As far as I can tell, CvMat objects are iterable, just like a list:

for circle in storage:
  radius = circle[2]
  center = (circle[0], circle[1])

  cv.Circle(im, center, radius, (0, 0, 255), 3, 8, 0)

I don't have any test images, so don't take my word that this works. Your complete code would might be:

import cv

def main():
  im = cv.LoadImage('Proba.jpg')
  gray = cv.CreateImage(cv.GetSize(im), 8, 1)
  edges = cv.CreateImage(cv.GetSize(im), 8, 1)

  cv.CvtColor(im, gray, cv.CV_BGR2GRAY)
  #cv.Canny(gray, edges, 20, 55, 3)

  storage = cv.CreateMat(im.width, 1, cv.CV_32FC3)
  cv.HoughCircles(edges, storage, cv.CV_HOUGH_GRADIENT, 5, 25, 200, 10)

  for i in xrange(storage.width - 1):
    radius = storage[i, 2]
    center = (storage[i, 0], storage[i, 1])

    print (radius, center)

    cv.Circle(im, center, radius, (0, 0, 255), 3, 8, 0)

  cv.NamedWindow('Circles')
  cv.ShowImage('Circles', im)
  cv.WaitKey(0)

if __name__ == '__main__':
  main()

Answer 3

Have a look at my answer to this question for some working source code (it's C but I used a C++ compiler cause it's more lenient).

First, I cropped your image (to get something convenient to work with) and applied a threshold to your image to separate the foreground from the background:

Then I directly applied the source code to the thresholded image.
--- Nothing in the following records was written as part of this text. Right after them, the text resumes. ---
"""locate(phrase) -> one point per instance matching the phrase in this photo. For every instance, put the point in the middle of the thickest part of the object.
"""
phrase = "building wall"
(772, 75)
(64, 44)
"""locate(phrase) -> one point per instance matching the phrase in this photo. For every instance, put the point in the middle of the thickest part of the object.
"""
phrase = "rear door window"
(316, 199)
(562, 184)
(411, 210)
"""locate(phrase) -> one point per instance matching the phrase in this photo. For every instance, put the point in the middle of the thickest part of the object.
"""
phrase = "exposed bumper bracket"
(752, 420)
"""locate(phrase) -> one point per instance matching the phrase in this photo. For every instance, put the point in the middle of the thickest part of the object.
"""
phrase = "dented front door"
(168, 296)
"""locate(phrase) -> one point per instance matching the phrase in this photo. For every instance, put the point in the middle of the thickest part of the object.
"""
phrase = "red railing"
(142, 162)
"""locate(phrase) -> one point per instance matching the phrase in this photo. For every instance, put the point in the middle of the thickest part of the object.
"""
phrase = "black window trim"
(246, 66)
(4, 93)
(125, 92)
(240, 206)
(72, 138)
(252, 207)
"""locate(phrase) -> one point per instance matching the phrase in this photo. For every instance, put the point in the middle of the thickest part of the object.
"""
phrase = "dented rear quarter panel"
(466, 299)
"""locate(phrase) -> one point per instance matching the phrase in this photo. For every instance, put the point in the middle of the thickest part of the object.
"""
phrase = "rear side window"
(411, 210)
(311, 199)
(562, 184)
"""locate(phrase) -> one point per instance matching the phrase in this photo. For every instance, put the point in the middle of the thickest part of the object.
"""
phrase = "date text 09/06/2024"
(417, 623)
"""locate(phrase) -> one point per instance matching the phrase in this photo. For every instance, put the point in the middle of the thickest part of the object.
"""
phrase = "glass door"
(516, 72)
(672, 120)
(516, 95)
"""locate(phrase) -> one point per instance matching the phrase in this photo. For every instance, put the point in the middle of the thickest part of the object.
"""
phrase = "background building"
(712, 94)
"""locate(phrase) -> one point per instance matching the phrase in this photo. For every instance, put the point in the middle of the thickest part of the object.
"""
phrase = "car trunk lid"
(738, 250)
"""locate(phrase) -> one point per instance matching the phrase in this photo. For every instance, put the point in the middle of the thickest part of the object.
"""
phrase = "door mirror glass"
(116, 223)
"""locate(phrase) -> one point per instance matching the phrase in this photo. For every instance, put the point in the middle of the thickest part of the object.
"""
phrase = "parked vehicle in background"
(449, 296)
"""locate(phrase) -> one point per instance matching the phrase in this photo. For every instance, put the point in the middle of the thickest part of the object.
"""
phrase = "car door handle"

Here is the text output:

center x: 330 y: 507 A: 13 B: 4
center x: 78 y: 507 A: 22 B: 4
center x: 270 y: 503 A: 8 B: 8
center x: 222 y: 493 A: 21 B: 17
center x: 140 y: 484 A: 17 B: 18
center x: 394 y: 478 A: 17 B: 15
center x: 311 y: 468 A: 8 B: 8
center x: 107 y: 472 A: 12 B: 12
center x: 7 y: 472 A: 6 B: 19
center x: 337 y: 442 A: 10 B: 9
center x: 98 y: 432 A: 10 B: 10
center x: 357 y: 421 A: 7 B: 7
center x: 488 y: 429 A: 22 B: 23
center x: 411 y: 400 A: 13 B: 12
center x: 42 y: 400 A: 11 B: 12
center x: 365 y: 391 A: 14 B: 13
center x: 141 y: 396 A: 19 B: 19
center x: 9 y: 379 A: 8 B: 18
center x: 192 y: 365 A: 10 B: 9
center x: 347 y: 340 A: 20 B: 20
center x: 8 y: 305 A: 7 B: 13
center x: 95 y: 308 A: 23 B: 24
center x: 318 y: 297 A: 15 B: 15
center x: 159 y: 285 A: 10 B: 10
center x: 412 y: 291 A: 26 B: 27
center x: 504 y: 278 A: 6 B: 16
center x: 233 y: 277 A: 20 B: 20
center x: 459 y: 256 A: 15 B: 15
center x: 7 y: 239 A: 6 B: 9
center x: 377 y: 239 A: 14 B: 14
center x: 197 y: 228 A: 12 B: 12
center x: 302 y: 237 A: 12 B: 22
center x: 98 y: 224 A: 24 B: 23
center x: 265 y: 203 A: 18 B: 18
center x: 359 y: 202 A: 22 B: 22
center x: 149 y: 201 A: 20 B: 21
center x: 219 y: 169 A: 7 B: 9
center x: 458 y: 172 A: 20 B: 20
center x: 497 y: 157 A: 13 B: 21
center x: 151 y: 125 A: 18 B: 17
center x: 39 y: 109 A: 9 B: 10
center x: 81 y: 116 A: 20 B: 19
center x: 249 y: 104 A: 14 B: 13
center x: 429 y: 76 A: 23 B: 24
center x: 493 y: 33 A: 11 B: 10
center x: 334 y: 26 A: 12 B: 14

And here is the output image:

The main problem is that circles that have merged together have not been detected at all. The code was originally written for detecting filled ellipses only, so you can probably deal with this issue by tweaking the code.